Characterizing and Removing Branch Mispredictions (Thesis)
Abstract:
Control-flow mispredictions are a profound impediment to processor
performance, because each misprediction introduces a pipeline bubble
of many cycles' duration. For example, the minimum bubble in the recently
released Alpha 21264 is at least seven cycles, and often as much as
twenty cycles. With such long penalties, even small misprediction
rates harm performance substantially.Although a huge number of techniques have been proposed to combat this
problem, most have focused on only one type of misprediction: conflicts
in the predictor's state tables.This thesis describes a taxonomy of misprediction types and presents
data showing that several other types of mispredictions are just as
important as conflicts. Techniques to attack three of these
misprediction types are then described. Alloying makes both local
and global history available in a single branch predictor structure,
providing robust performance compared against both conventional
two-level predictors and against hybrid predictors.
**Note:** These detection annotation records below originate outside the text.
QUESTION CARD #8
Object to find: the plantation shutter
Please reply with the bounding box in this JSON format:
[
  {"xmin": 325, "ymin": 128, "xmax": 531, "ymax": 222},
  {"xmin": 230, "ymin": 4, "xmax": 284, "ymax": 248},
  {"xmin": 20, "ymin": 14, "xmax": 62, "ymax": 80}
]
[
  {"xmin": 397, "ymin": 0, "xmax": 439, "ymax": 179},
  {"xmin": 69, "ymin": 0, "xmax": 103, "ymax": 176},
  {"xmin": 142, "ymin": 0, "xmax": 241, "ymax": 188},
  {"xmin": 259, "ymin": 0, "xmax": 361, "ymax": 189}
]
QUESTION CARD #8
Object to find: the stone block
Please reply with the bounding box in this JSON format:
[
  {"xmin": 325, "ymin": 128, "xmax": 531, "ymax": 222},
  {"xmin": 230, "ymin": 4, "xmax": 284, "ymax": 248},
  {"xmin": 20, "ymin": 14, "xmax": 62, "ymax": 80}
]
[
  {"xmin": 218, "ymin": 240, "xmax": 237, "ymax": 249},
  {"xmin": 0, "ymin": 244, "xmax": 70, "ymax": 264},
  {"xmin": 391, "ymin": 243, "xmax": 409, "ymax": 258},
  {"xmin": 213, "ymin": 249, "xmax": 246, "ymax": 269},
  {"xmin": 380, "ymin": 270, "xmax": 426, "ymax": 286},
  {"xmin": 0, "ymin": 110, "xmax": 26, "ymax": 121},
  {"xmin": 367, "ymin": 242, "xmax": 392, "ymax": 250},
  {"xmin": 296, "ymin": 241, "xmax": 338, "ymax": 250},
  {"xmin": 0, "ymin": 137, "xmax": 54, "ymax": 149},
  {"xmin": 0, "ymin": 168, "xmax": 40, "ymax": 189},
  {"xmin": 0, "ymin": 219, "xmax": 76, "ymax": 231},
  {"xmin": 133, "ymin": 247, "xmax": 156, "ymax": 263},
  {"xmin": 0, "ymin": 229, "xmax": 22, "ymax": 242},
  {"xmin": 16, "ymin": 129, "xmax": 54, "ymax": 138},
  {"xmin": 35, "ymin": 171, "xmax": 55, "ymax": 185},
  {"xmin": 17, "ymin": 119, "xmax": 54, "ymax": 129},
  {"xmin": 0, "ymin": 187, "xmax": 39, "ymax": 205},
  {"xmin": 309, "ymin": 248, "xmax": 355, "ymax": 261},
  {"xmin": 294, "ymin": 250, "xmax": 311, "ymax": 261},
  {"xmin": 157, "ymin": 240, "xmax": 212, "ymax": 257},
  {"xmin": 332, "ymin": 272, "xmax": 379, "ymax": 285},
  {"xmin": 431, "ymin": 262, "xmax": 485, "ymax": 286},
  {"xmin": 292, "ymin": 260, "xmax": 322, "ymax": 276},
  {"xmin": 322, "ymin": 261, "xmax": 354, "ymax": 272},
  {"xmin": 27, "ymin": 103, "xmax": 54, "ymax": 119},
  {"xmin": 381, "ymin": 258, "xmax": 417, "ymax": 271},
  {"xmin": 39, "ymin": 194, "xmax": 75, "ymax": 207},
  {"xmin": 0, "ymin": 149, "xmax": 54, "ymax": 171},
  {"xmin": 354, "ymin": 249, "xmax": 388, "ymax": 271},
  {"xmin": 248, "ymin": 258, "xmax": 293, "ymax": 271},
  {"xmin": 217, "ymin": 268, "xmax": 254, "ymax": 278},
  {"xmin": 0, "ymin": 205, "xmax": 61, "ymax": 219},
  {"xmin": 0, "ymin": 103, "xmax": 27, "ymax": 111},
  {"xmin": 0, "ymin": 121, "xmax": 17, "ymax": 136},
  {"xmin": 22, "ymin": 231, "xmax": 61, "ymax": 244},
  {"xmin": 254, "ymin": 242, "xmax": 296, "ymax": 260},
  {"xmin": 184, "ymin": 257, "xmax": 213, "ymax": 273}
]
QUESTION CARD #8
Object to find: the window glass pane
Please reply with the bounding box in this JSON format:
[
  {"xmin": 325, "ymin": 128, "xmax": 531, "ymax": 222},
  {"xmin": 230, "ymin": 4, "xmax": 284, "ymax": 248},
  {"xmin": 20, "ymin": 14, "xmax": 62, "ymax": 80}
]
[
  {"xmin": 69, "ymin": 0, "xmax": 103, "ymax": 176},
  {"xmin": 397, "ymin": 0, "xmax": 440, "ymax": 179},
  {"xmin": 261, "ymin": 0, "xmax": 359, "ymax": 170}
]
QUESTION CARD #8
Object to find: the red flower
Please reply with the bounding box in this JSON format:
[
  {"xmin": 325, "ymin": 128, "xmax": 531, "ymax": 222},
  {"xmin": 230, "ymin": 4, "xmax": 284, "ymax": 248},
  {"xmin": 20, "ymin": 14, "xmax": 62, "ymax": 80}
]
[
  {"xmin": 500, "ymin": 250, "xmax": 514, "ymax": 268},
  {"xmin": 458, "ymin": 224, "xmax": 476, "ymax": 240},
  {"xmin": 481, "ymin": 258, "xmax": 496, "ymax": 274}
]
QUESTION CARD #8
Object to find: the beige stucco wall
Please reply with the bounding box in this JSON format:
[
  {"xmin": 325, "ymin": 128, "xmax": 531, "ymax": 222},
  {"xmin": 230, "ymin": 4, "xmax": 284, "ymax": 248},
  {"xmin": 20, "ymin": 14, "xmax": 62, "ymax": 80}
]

Speculative
update with fixup ensures that the predictor's state remains
up-to-date, while protecting the state against corruption from
mispredicted branches. Finally, multipath execution
simultaneously executes both sides of a branch, eliminating
mispredictions for those branches that are otherwise difficult to
predict.This work also explores tradeoffs among branch prediction,
instruction window size, data cache size, and instruction cache size,
and shows that branch prediction is the most powerful lever on
processor performance.This thesis makes one further contribution, demonstrating that long
benchmarks can be simulated efficiently by simulating only a small but
carefully chosen 50 million instruction segment of the program's
overall execution. This technique avoids unrepresentative initial
phases of a program and sets the simulation window to capture behavior
that is representative in terms of the program's branch prediction
accuracy, cache behavior, and overall execution speed.